One of the hurdles on the way to widespread EV adoption that we don’t seem to talk about as often is the push to get franchised dealers to stock EVs. Now, on the surface, that seems like a simple thing of requiring them to set aside floor space, but manufacturers don’t always make it that easy. 

A good example of this is Cadillac and its recent decision to either force dealers to upgrade their facilities to carry the Lyriq or give up their Cadillac franchise entirely — something that saw many dealers going the latter route. GM is trying something a bit different with its Bolt dealers, and it’s taken inspiration from the world of e-commerce, according to a report published Monday by Automotive News.
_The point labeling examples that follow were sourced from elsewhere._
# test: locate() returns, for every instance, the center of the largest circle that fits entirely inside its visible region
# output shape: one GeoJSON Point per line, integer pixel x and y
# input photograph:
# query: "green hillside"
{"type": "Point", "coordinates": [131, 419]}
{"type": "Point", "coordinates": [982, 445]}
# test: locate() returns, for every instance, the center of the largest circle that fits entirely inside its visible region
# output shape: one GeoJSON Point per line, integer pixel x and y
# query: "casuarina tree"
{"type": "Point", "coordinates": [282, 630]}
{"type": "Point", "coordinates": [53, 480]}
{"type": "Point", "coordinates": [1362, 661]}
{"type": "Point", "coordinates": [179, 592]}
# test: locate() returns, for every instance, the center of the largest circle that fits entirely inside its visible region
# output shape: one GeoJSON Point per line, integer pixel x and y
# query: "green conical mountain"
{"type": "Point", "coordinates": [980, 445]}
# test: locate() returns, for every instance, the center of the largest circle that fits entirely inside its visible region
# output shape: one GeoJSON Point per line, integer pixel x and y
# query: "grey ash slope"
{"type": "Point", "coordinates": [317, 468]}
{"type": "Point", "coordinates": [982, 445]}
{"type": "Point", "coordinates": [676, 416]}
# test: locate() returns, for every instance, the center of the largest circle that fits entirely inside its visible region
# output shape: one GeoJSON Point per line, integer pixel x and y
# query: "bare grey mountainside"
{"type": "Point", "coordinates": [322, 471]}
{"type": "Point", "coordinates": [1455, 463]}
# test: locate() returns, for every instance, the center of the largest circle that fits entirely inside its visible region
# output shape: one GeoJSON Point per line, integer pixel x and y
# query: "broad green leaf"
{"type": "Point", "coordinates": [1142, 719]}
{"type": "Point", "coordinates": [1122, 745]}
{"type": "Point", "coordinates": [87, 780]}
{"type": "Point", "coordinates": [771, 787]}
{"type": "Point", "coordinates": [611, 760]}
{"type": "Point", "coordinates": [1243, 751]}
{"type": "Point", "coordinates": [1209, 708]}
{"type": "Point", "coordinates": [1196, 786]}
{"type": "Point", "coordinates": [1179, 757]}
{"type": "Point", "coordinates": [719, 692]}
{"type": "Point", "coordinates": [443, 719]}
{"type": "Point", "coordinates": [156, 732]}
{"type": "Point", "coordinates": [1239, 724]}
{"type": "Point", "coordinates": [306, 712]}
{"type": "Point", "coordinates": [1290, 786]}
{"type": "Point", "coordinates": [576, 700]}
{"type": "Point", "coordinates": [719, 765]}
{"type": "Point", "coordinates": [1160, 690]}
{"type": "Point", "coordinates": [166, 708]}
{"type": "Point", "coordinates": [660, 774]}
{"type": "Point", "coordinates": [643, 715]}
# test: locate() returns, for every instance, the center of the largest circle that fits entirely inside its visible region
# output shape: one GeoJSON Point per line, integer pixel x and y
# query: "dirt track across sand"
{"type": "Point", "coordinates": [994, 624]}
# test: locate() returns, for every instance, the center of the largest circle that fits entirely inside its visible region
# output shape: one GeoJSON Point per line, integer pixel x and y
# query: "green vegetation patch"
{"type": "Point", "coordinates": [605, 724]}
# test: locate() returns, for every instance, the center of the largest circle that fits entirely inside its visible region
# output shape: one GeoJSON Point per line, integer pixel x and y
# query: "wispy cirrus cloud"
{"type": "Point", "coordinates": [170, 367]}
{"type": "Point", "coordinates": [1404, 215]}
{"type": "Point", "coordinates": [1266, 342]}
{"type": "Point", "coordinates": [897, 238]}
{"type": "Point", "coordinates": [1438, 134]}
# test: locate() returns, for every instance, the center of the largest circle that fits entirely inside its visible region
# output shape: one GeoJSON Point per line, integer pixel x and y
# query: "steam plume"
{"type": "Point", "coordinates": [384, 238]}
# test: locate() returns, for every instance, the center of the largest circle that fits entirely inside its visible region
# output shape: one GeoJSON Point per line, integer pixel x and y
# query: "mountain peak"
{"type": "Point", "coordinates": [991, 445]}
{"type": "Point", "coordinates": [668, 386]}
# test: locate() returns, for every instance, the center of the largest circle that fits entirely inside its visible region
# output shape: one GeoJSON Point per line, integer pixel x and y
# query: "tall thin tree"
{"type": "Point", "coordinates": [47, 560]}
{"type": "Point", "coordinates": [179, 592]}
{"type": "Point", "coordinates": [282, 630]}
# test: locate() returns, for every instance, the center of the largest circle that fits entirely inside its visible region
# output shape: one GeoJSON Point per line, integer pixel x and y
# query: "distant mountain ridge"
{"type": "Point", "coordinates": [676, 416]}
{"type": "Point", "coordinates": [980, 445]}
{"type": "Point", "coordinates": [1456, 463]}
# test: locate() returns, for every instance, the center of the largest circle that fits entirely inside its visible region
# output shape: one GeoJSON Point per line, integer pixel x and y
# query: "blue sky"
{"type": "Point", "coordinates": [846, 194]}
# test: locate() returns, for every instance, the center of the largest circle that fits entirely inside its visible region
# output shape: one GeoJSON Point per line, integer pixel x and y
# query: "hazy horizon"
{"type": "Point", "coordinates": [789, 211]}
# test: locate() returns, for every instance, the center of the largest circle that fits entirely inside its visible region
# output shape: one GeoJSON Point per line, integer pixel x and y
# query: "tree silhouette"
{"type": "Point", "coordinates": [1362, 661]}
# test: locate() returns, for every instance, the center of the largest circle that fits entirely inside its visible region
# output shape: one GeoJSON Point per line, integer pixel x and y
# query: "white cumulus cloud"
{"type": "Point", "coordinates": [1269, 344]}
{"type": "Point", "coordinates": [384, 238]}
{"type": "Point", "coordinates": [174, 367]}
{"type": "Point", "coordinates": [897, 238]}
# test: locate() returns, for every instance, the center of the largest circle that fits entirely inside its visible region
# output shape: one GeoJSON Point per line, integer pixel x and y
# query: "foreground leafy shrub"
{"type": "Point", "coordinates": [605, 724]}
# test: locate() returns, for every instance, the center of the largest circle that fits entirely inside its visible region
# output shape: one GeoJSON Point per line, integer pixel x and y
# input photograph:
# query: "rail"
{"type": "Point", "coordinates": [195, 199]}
This new plan would have GM setting up regional facilities to store Bolts that are ready for purchase. This means that dealers wouldn’t be stuck with the two classic options of either carrying a bunch of stock or forcing customers to order a car and wait weeks. These facilities could cut customer wait times and dealer costs significantly.

The program would work much like Amazon’s regional fulfillment centers, where commonly ordered specifications would be on hand and could be delivered to dealers within a day or two. It’s also a way to push EV sales in areas that might not be huge markets yet, with less risk for dealers. This would mean the dealer doesn’t have to sit on inventory if it doesn’t sell, which is always a concern.

According to Automotive News, GM first broached the idea at a dealer meeting in February. We reached out to GM reps for comment but didn’t hear back in time for publication.